For a number of years right after college, I had very little money. My apartments were dumps; I usually had no car. I worked odd jobs (e.g., highway crew flagman, Kelly girl, library desk clerk, backpacking store employee). For two reasons, I never looked upon it as a problem. One, it felt normal, as most of my friends were in the same situation. Two, I didn’t have a real job partly because I didn’t want a real job. I felt that my relative poverty was self-imposed and temporary.

I look back at those years not only as a happy time, but as a period of personal growth. So why am I reluctant to let my daughter have similar experiences?

Last week I was in Madison for other business, but I was able to see Clare for about an hour in the late afternoon. Before leaving town, I drove her to an auto repair shop to pick up her car. As I hugged her to say goodbye, I said, “I don’t want you stressing about money. If this brake job is going to wipe you out, let me know.”

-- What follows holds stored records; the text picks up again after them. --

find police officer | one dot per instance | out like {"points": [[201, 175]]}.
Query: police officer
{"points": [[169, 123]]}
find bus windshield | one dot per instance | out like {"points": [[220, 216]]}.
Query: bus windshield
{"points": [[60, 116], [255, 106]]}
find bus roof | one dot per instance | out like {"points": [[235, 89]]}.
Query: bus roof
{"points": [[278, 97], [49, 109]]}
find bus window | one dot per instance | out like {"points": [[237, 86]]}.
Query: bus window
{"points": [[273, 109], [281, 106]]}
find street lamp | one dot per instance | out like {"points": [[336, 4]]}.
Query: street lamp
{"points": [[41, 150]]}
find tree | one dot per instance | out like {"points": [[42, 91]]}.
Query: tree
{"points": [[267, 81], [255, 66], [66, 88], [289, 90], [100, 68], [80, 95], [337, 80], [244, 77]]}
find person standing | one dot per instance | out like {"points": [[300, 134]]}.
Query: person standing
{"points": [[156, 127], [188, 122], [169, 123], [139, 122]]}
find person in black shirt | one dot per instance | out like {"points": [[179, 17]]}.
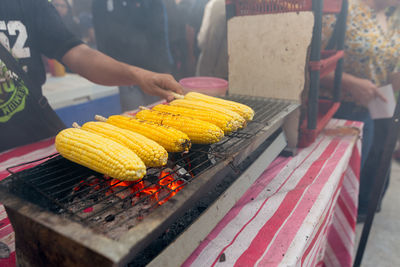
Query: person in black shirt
{"points": [[32, 28]]}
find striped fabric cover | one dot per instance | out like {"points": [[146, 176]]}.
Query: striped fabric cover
{"points": [[301, 210]]}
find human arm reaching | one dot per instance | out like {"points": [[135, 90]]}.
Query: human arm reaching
{"points": [[102, 69]]}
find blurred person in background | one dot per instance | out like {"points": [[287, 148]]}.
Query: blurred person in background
{"points": [[372, 50], [87, 29], [177, 38], [134, 32], [30, 29], [212, 41], [65, 11], [192, 14]]}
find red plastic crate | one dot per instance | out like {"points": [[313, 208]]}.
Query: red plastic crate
{"points": [[255, 7], [326, 110], [327, 64]]}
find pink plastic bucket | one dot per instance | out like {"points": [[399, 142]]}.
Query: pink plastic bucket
{"points": [[206, 85]]}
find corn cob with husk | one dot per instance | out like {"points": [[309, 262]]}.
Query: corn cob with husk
{"points": [[152, 154], [171, 139], [222, 121], [238, 121], [100, 154], [245, 111], [199, 132]]}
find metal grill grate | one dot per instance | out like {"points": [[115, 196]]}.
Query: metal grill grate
{"points": [[104, 204]]}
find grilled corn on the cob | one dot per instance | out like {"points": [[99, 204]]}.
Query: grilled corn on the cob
{"points": [[171, 139], [222, 121], [152, 154], [243, 110], [199, 132], [238, 121], [100, 154]]}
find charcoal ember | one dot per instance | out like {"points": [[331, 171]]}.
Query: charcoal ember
{"points": [[4, 251], [110, 218], [222, 258]]}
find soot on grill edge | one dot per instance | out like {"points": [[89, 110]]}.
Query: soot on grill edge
{"points": [[62, 194]]}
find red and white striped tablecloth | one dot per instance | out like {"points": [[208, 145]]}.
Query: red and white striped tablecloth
{"points": [[301, 211]]}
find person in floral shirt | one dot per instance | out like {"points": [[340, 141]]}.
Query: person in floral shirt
{"points": [[372, 52]]}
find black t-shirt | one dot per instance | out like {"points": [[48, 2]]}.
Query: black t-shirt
{"points": [[29, 29]]}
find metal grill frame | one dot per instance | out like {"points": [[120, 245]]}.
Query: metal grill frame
{"points": [[267, 121]]}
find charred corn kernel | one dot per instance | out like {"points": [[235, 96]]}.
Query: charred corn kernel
{"points": [[222, 121], [100, 154], [243, 110], [152, 154], [171, 139], [199, 132], [238, 121]]}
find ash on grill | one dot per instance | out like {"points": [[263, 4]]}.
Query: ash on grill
{"points": [[110, 206]]}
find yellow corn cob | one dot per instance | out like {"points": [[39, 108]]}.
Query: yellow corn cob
{"points": [[152, 154], [238, 121], [171, 139], [243, 110], [100, 154], [199, 132], [222, 121]]}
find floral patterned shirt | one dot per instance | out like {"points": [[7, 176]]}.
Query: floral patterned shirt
{"points": [[370, 52]]}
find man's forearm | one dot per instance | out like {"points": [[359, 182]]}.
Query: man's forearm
{"points": [[100, 68]]}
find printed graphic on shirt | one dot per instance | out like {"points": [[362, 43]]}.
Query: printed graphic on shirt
{"points": [[13, 92]]}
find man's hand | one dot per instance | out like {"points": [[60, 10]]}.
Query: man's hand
{"points": [[363, 91], [102, 69], [158, 84]]}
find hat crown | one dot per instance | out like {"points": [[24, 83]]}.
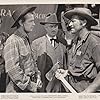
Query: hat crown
{"points": [[84, 12], [52, 18], [21, 11]]}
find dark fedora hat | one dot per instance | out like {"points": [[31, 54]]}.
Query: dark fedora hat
{"points": [[50, 19], [21, 11], [84, 12]]}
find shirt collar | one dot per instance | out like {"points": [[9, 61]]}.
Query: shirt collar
{"points": [[50, 37]]}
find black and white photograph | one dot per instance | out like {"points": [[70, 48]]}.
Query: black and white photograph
{"points": [[50, 48]]}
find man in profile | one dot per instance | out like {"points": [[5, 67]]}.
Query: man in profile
{"points": [[22, 72]]}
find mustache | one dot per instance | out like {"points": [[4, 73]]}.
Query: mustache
{"points": [[69, 28]]}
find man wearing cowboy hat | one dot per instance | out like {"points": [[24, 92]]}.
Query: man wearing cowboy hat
{"points": [[84, 56], [19, 64], [47, 51]]}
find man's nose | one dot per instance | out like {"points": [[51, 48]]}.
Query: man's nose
{"points": [[33, 23]]}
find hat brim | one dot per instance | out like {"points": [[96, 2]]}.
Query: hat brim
{"points": [[91, 21], [43, 23], [29, 9]]}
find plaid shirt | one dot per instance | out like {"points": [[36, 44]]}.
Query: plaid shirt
{"points": [[18, 59]]}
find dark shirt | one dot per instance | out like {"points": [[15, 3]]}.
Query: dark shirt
{"points": [[84, 57]]}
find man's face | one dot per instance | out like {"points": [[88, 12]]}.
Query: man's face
{"points": [[29, 23], [75, 24], [51, 29]]}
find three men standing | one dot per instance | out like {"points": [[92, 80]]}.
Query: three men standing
{"points": [[84, 57], [47, 51]]}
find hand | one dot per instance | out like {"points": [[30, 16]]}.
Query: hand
{"points": [[32, 87], [39, 83], [61, 73]]}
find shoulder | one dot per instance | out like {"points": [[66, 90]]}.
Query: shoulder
{"points": [[38, 40]]}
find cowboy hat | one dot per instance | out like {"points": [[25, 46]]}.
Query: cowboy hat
{"points": [[50, 19], [17, 15], [84, 12]]}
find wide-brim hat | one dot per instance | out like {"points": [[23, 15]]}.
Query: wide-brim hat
{"points": [[50, 19], [21, 11], [84, 12]]}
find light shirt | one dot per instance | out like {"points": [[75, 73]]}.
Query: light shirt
{"points": [[49, 38]]}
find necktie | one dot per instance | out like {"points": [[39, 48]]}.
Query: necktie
{"points": [[53, 41]]}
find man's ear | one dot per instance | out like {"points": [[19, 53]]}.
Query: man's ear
{"points": [[20, 23], [84, 23]]}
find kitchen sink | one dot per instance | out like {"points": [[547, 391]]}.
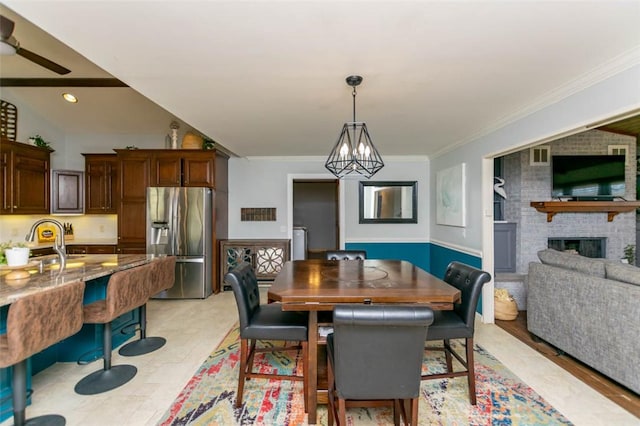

Even as I said those words, I realized that they contradicted my belief that Clare should be entirely on her own. Since Clare’s birth, my plan had been to help Clare pay for college and then financially cut her loose. Clare is now three years out of school, doing fine, yet I stepped in the moment she had an unexpected expense. Why did I do this?

The answer to that question is that the urge to help my daughter is stronger than my belief that I shouldn’t. Clare is my first priority, I have discretionary income, so it is easy for me to intercede whenever her finances get tight. I want Clare’s early adult life to be easier than mine, even if mine wasn’t difficult. Maybe more significantly, I am not optimistic about the future, and I justify my continued financial support by telling myself that the turning points in my daughter’s life will not be about money.

Clare is an independent woman, and she and I have an unspoken agreement. I offer to pay some of her bills, and she declines my offers. It’s all good.